Jurisprudence
Marques

Incompétence du juge de la mise en état pour statuer sur l'irrecevabilité de l’action en nullité de la marque Vogica pour défaut d’usage sérieux des marques antérieures

PIBD 1187-III-4
CA Paris, 11 janvier 2022

Action en nullité de la marque française pour dépôt frauduleux - Fin de non-recevoir - Défaut d’usage sérieux des marques antérieures invoquées - Compétence du JME (non) - Opposition de la partie adverse - Question de fond

Texte
Marque n° 3 874 225 de la société Parisot Industrie
Marque n° 4 677 598 de la société Aphorism Factory
Texte

En application du second alinéa de l’article 789 du Code de procédure civile et de l’article L. 716-2-3 du CPI[1], le juge de la mise en état n’est pas compétent pour statuer sur la fin de non-recevoir soulevée dans le cadre de l’action en nullité de la marque française VOGICA et fondée sur le défaut d’usage sérieux des marques antérieures opposées.

L’usage sérieux, qui doit être apprécié concrètement en tenant compte notamment des caractéristiques des produits en cause et de la structure du marché concerné, est une question qui touche au fond du droit, d’autant qu’elle est étroitement liée à la celle de la déchéance. Or, le demandeur a clairement exprimé son opposition à ce que le juge de la mise en état tranche la question de l’usage sérieux de ses marques. L’affaire est donc renvoyée devant la formation de jugement du tribunal qui, par ailleurs, demeure saisi des demandes fondées sur le parasitisme et l'abus de droit.

Cour d'appel de Paris, pôle 5, 1re ch., 11 janvier 2022, 21/09668 (M20220198)[2]
Parisot Industrie SASU c. Aphorism Factory SASU
(Confirmation partielle TJ Paris, 3e ch., 3e sect., ord. juge de la mise en état, 11 mai 2021, 20/10171)

[1] L'article L. 716-2-3, qui a été introduit dans le Code de la propriété intellectuelle par l’ordonnance n° 2019-1169 du 13 novembre 2019, prévoit que la demande en nullité d’une marque formée par le titulaire d’une marque antérieure est irrecevable si celui-ci ne rapporte pas la preuve, sur requête du titulaire de la marque postérieure, de l’usage sérieux de sa marque. L’article 46 de la directive (UE) 2015/2436, intitulé « Non-usage comme moyen de défense dans une procédure de nullité », dispose en effet que, dans une procédure de nullité fondée sur l'existence d'une marque antérieure, le titulaire de cette marque fournit, sur requête du titulaire de la marque postérieure, la preuve que, durant la période de cinq ans ayant précédé la date de sa demande en nullité ou la date de dépôt ou de priorité de la marque postérieure, la marque antérieure a fait l'objet d'un usage sérieux, et ajoute qu’en l'absence d’une telle preuve, la demande en nullité est rejetée.
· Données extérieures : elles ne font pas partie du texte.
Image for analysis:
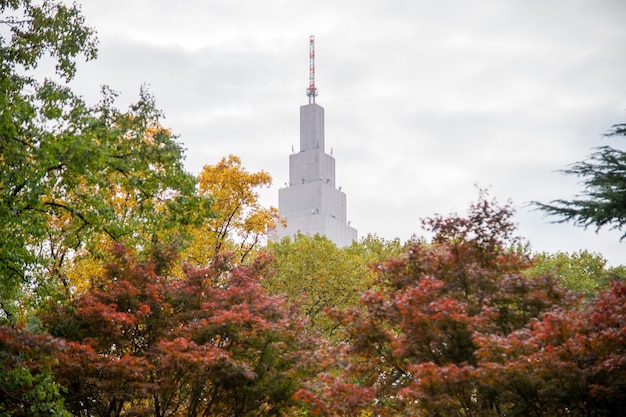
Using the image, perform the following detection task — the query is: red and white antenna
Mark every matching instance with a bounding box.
[306,35,317,104]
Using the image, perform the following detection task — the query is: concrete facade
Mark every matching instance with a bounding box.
[277,103,357,247]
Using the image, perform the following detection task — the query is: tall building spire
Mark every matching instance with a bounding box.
[276,35,357,246]
[306,35,317,104]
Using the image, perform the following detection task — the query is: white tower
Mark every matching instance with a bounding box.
[277,35,357,247]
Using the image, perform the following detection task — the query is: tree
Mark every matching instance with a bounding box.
[297,195,577,416]
[186,155,283,266]
[476,281,626,417]
[533,123,626,239]
[528,250,622,297]
[43,245,318,416]
[0,324,70,417]
[262,234,375,337]
[0,0,209,316]
[0,0,96,317]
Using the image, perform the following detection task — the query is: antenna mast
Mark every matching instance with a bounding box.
[306,35,317,104]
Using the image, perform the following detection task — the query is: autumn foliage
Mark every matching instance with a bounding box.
[297,199,626,416]
[40,246,314,416]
Parallèlement aux travaux de transposition de la directive, a été menée une réforme en profondeur de la procédure civile qui a conduit à octroyer au juge de la mise en état une compétence exclusive pour statuer sur les fins de non-recevoir. L’article 789 du Code de procédure civile, modifié par le décret n° 2019-1333 du 11 décembre 2019, prévoit toutefois dans son second alinéa que, dans l'hypothèse où il s’avère nécessaire de trancher au préalable une question de fond, une partie peut s’opposer à l’examen de la fin de non-recevoir par le juge de la mise en état qui devra renvoyer l’affaire devant la formation du tribunal qui règle le litige au fond.

[2] À rapprocher, en matière de marques de l'Union européenne, de : TJ Paris, 3e ch., 3e sect., ord. JME, 8 févr. 2022, Cuts Ice Ltd c. Espace Phone SARL, 20/12226 (M20220168 ; publié dans le présent PIBD 2022, 1187, III-6).